Forum: Managing VoltDB

Post: issue on changing sites per host

issue on changing sites per host
Sep 21, 2016
From the manual, it states that we can change "the sites per host" via save and restore. However, from my experiments, it doesn't work. My steps are below, please help check whether I missed something.

voltdb version is 6.6.

1. init a new database with below deployment.xml

<?xml version="1.0"?>
        <cluster hostcount="1" sitesperhost="16" kfactor= "0" />
        <commandlog enabled="true" logsize="1024" synchronous="true" >
                <frequency time="2" transactions="100"/>
        <snapshot enabled="false"/>
        <httpd enabled="true">
                <jsonapi enabled="true" />
                <commandlog path="/opt/test/voltdbroot/cmdlog/" />
                <commandlogsnapshot path="/opt/test/voltdbroot/cmd_snapshots" />
                <snapshots path="/opt/test/voltdbroot/auto_snapshots" />

2. start the server, and create a sample test table
create table test(a int);

3. use voltadmin save /tmp test to save the snapshot.

4. voltadmin shutdown

5. init a new database with sitesperhost = 8 (it's the only change from the above deployment.xml)

6. start the db in pause mode

7. then use voltadmin restore /tmp test to restore the snapshot previously saved.

8. voltadmin resume

9. create another test table, create table test1(a int), then shutdown the server using "voltadmin shutdown"

10. start the db again, this time the db started ok, can restore the command log snapshot and recover command log correctly.

11. create another test table create table test2(a int);

12. voltadmin shutdown to shutdown the server again, and start the db again, this time, the server won't start, report the below error in the log file:

2016-09-21 05:48:07,064 FATAL [main] LOGGING: Command logs are incomplete, expecting 8 partitions, but only have 16
2016-09-21 05:48:07,572 FATAL [main] HOST: No replay plan generated for this host

If I remove the command log folder, the server can start correctly(restore from the latest cmd_snapshots), however, the test2 table is missing(since the transaction is in the command log).

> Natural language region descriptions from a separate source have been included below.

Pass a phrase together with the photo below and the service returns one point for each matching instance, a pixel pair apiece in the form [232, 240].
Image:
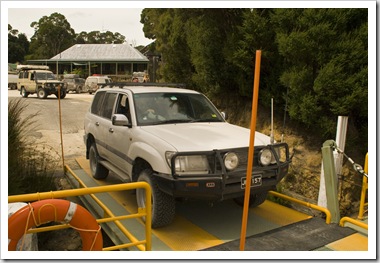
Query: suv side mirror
[120, 120]
[224, 115]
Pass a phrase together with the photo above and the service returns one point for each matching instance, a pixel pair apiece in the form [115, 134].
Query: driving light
[231, 161]
[265, 157]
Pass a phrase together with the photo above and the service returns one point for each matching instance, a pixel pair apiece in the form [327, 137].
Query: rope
[31, 213]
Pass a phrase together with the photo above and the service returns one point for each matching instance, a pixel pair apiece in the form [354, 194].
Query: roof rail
[144, 84]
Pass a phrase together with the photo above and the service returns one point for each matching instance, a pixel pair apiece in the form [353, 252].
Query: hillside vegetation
[303, 180]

Really strange, I have re-produced the above error many times. Even I manually saved a snapshot right after the above restore step, and use the newly saved snapshot to restore a new database, it reports the same error during the SECOND start.

I know there is a limitation, that the number of the unique partitions must be same to recover command log. However, I just use save/restore to change "sites per host". What is the correctly steps to change sites per host?

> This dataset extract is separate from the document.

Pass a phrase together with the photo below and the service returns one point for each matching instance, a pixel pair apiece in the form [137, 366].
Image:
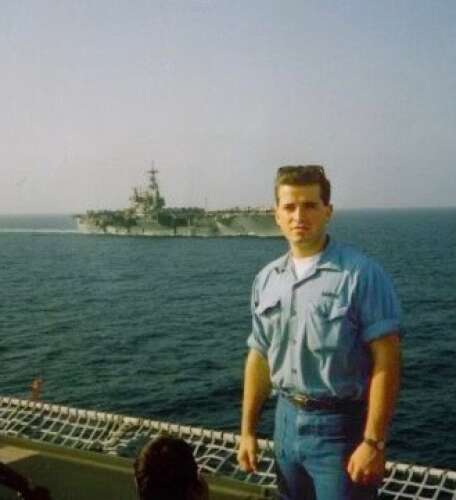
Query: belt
[329, 404]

I tried the old voltdb create/recover and the new init/start commands, the result is the same error.

BTW, if it's a bug, it's a critical bug, since save/restore works, and even the first restart works, however, the second restart will fail.

Sep 21, 2016
You have to "save" then "restore", when changing sites per host, as you did in step 3 and 7. You are trying to recover the database from command logs. Topology changes are not allowed during command log replay (recovery) in order to preserve determinism when transactions are replayed (command log recovery replays the transaction stream since the last saved snapshot).

Sep 21, 2016
Thanks for the quick response. Yes. I know topology changes are not allowed during command log replay (recovery). After the step 7 mentioned above, I think I have already changed the sites per host to 8 from 16(which can also be confirmed by system procedure @SystemInformation). The steps after step 7 didn't change "sites per host" anymore. Just two restarts. Why did it report error during the SECOND restart? Please note, the first restart after restore always works, however the second restart fails.

Sep 21, 2016

We're trying it here and will let you know what we see. Your steps look correct.
Sep 21, 2016

We have reproduced the issue. It is a bug in the system and we are currently tracking down the root cause. We will update the thread once we know the workaround or have a fix.
Sep 22, 2016

We have reproduced the issue. It is a bug in the system and we are currently tracking down the root cause. We will update the thread once we know the workaround or have a fix.

I really appreciate your quick response.

Sep 28, 2016

Thank you for reporting this issue. It turns out to be a problem in recovery only if you restore to a cluster with fewer partitions. This defect will be fixed in our October release.